新見は薄暗がりに目を凝らし、一つ一つを見極めようと全神経を集中させた。
(一、二…!) まず、左斜め後ろからの一撃、続いて斜め上真後ろからの一撃を振り返り様に刀で弾いた。
(三、四…!) さらに、右からの一撃、左斜め上からの一撃を辛くも弾いた時。 四本目に隠れて、全く同じ軌道に五本目の千本が現れた。
(やはり、あったか…時間差の五本目!) これを捌けば、あとは隠れて逃げ回る張本人を狩り出すだけ。
新見は、最後の最後でしくじらないよう、今まで以上に自身を落ち着かせて迎え撃った。
やった。
監察方の最後のあがきを破った新見は嬉々として、目を爛々と光らせた。
だが、そこに初めてわずかな油断が生じていた。
五本目に隠れた見えない針が、新見の顔面に迫った。
(何…っ!?) それは、夜の一部の如く標的に忍び寄り、逃げ切れない距離に近づいて来るまで決して気付けない物だった。

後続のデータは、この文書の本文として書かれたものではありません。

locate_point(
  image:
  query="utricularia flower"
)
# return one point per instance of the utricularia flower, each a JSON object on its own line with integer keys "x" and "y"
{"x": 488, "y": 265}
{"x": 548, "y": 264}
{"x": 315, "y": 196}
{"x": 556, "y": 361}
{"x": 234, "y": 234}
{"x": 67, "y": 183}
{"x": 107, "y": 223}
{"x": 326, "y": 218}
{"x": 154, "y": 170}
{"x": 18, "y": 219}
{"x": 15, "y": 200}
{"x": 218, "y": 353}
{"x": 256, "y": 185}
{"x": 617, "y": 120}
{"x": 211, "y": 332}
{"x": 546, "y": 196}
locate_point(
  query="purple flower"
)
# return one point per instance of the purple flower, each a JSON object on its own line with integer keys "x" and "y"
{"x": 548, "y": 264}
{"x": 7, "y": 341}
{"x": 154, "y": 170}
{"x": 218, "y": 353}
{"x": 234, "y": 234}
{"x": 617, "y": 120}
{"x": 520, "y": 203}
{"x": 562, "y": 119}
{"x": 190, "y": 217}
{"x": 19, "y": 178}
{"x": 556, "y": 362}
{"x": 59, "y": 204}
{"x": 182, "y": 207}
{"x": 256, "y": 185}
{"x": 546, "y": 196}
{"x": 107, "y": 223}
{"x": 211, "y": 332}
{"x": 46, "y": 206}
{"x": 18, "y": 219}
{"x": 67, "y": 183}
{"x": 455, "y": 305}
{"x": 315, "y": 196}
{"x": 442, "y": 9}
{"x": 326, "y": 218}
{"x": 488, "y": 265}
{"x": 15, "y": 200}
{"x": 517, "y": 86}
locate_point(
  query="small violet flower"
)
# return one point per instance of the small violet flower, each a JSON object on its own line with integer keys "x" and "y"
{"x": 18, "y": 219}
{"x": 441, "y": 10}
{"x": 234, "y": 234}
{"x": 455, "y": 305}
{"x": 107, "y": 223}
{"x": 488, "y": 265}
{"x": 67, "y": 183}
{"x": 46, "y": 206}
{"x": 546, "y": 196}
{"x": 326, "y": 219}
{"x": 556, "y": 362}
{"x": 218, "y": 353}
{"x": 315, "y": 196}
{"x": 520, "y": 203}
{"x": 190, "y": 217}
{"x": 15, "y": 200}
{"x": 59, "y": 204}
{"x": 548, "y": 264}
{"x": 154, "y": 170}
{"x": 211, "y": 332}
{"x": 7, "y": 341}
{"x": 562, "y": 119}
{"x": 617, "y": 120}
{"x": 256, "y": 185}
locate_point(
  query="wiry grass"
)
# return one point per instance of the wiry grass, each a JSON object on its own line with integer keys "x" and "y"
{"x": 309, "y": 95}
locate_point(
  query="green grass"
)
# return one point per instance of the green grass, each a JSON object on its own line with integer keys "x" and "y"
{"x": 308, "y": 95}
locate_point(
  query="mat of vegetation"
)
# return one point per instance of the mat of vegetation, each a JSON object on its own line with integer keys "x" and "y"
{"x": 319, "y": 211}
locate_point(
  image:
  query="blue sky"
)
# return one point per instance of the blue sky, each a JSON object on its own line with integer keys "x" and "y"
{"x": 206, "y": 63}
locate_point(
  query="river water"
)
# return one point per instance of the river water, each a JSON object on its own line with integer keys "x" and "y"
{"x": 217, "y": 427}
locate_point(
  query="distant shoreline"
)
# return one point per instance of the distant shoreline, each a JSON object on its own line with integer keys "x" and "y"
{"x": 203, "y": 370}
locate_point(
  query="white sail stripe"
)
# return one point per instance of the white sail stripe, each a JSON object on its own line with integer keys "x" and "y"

とうとう避けきれないまま、新見は後方に大きく吹っ飛ばされ、木上から地面に打ち付けられた。
それは、まさに刹那の攻防だった。
身を隠していた枝の中から、監察方はそっと外をうかがい、下に倒れて動かなくなった新見の姿を確認した。
息が詰まりそうだった駆け引きに、やっとの思いで競り勝った事で、監察方はほんの少し緊張感から解放された。